Of course, widespread social media condemnation followed Slowthai’s violent NME Awards show outburst. Amidst the firestorm, he took to Twitter to apologize, tweeting later that night: “@nme please forward my award to @kathbum for she is the hero of the year. what started as a joke between us escalated to a point of shameful actions on my part. i want to unreservedly apologise, there is no excuse and I am sorry. i am not a hero. (1/2).” In his next tweet, he addressed Katherine Ryan directly: “katherine, you are a master at your craft and next time i’ll take my seat and leave the comedy to you. to any woman or man who saw a reflection of situations they’ve been in in those videos, i am sorry. i promise to do better. let’s talk here.”

But if there is anything the international audience he has garnered is aware of to this point, it’s that all endgames of his antics fall into one of two categories: consequences he can evade, and consequences he cares too little about to stop what he’s doing. Neither has gotten him to shut up just as yet.

The argument cited by many in Frampton’s comment section was that this was not something he could simply walk away from. Whereas for Frampton, it was a matter of simply apologizing and moving onward with his career, for the vast numbers of women who either had been or would be subjected to such traumas as the ones he invoked onstage, the incident and its implications were not nearly as forgettable.

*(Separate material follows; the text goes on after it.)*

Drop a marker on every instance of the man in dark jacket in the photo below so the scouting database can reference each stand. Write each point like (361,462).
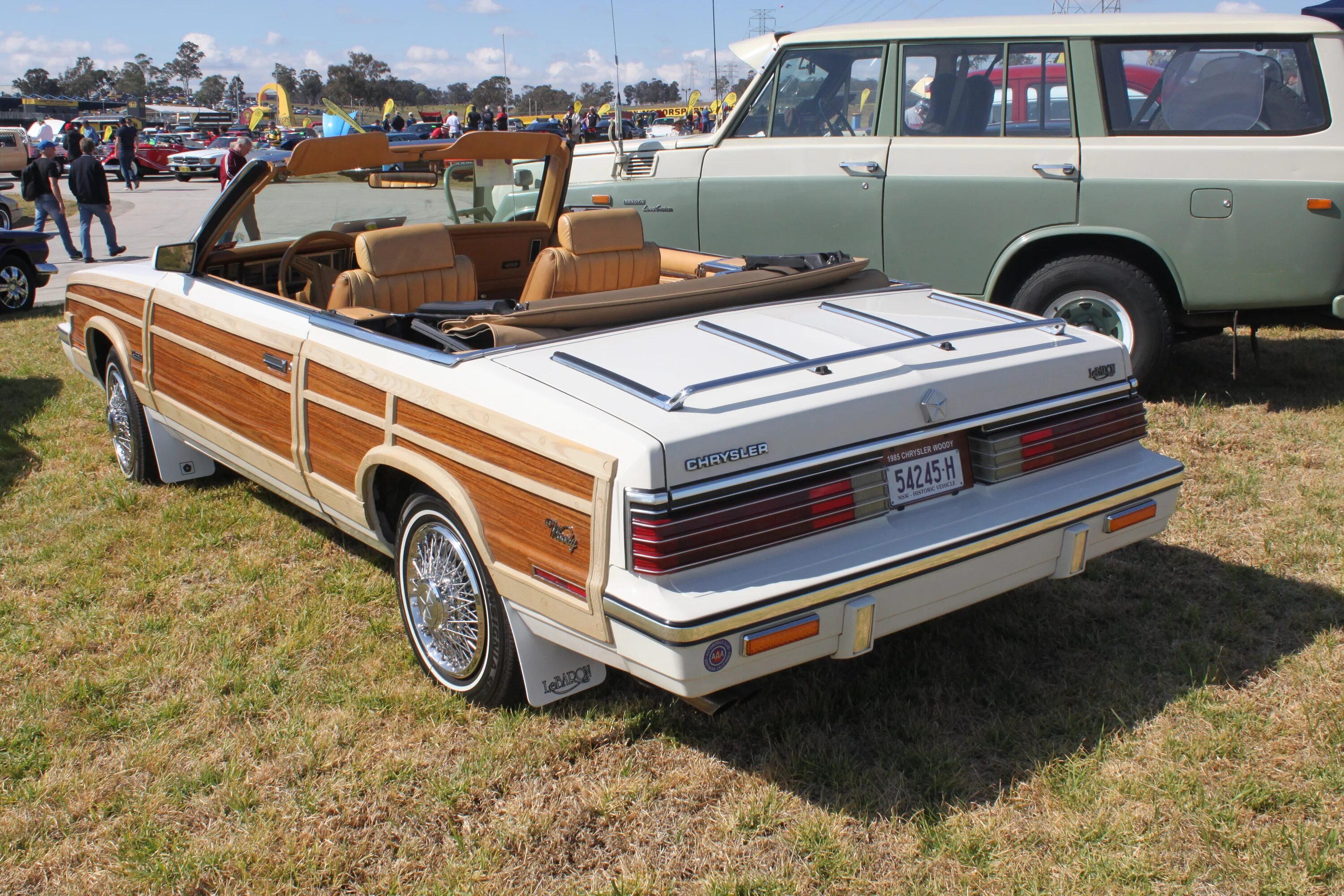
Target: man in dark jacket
(72,143)
(89,185)
(127,142)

For Katherine Ryan, however, that night’s Twitter activity struck a far different tone: In her first tweet about the matter, she noted that he had not made her uncomfortable, going on to cite a need for more female representation in media. In her next address of the topic, she replied to a concerned follower that “he was fine. I’m the kind of woman he can say whatever he likes to!”

Both musically and in the flesh, Slowthai seems to fit everyone underneath the same umbrella of fair game – whether it be a presenter at the NME Awards, or the reigning Queen of England. But if there is anything the international audience he has garnered is aware of up to this point, it’s that all endgames of his antics fall into one of two categories: consequences he can evade, and consequences he cares too little about to stop what he’s doing. Neither has gotten him to shut up just as yet.